Он вздрогнул, обернулся и увидел хозяина дома. Невысокий господин с седыми, причесанными на косой пробор волосами; костюм мешковат, и брюки не достают до верха башмаков: так принято было одеваться в определенной части лучших кругов голландского общества. Рядом стояла его жена, утонченная, сильно сутулящаяся дама, вся в белом и какая-то бестелесная: казалось, она могла в любую секунду с легким хлопком обратиться в пыль.
– Да, господин Ван Леннеп? – отвечал он с улыбкой, делая вид, что не понял, о чем идет речь.
– Развлекаешься?
– Стараюсь.
– Это хорошо. А то ты выглядишь совсем обосранным, дружок.
– Да, – сказал он. – Боюсь, мне надо выйти. Прошу прощения…

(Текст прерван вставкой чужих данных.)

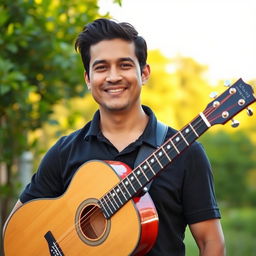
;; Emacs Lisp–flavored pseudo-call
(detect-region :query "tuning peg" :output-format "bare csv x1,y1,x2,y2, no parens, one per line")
209,92,218,99
224,80,231,87
246,108,253,116
231,119,240,128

– Мы никогда и никого ни в чем не виним. Свобода, радость. Пойди-ка, проблюйся спокойно, легче станет.
Он миновал членов семьи, пивших чай в белых садовых креслах, вошел в дом, через парадную дверь вышел на улицу, завернул за угол, по переулку вернулся к пруду и пошел вдоль берега, огибая его. Оказавшись на противоположной стороне, он оглянулся и посмотрел на праздник в саду; музыка, доносившаяся с другого берега, звучала почти отчетливо. И тут его увидел Геррит-Ян.
– Эй! Стейнвейк, черт бы тебя побрал! К пункту регистрации добровольцев – в другую сторону!

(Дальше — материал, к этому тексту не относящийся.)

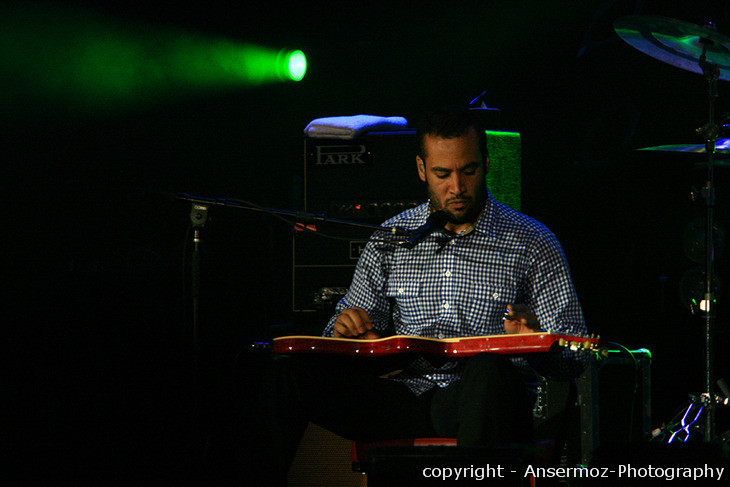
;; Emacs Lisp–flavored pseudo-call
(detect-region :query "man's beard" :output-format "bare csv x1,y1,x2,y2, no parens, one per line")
428,186,487,225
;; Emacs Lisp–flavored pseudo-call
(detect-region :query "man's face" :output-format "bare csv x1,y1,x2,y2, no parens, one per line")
416,129,489,232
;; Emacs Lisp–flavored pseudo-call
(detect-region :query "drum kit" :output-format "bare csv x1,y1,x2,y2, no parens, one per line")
614,15,730,442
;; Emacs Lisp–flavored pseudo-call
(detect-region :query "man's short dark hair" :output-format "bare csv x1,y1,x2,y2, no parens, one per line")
416,105,489,161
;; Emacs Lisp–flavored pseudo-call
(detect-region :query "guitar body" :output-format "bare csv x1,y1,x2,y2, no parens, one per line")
273,332,603,358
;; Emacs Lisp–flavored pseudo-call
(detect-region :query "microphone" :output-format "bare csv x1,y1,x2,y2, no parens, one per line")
398,210,448,249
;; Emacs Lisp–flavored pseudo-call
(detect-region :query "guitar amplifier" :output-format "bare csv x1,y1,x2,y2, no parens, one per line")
576,349,651,465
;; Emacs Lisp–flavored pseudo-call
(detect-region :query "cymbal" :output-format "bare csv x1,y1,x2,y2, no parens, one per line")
613,15,730,80
638,139,730,154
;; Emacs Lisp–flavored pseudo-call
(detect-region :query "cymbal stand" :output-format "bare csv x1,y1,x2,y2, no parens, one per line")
697,35,720,442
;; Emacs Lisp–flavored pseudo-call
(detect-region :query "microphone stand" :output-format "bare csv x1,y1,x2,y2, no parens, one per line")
175,193,411,378
175,193,411,237
697,39,720,442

Антон помахал ему рукой, чтобы показать, что он оценил шутку. И больше уже не оборачивался.
Он пошел не через пустырь, а по улице, которая, незаметно изгибаясь, переходила в набережную. Не годится делать то, что он делает, думал он, совсем не годится – «преступник возвращается на место преступления». Вдруг он вздрогнул, узнавая мостовую: камни, положенные «в елочку». Раньше это не бросалось ему в глаза, но теперь он понял, что именно так они всегда и лежали. Он подошел к реке и заставил себя поднять глаза и посмотреть на другую сторону. Домишки рабочих, небольшие фермы, мельницы, пастбища совсем не изменились. Облака пропали; неслышно паслись коровы, освещенные вечерним солнцем. А за горизонтом был Амстердам, который он знал теперь лучше, чем Харлем, – как чужое лицо знаешь лучше своего: свое-то никак не увидишь.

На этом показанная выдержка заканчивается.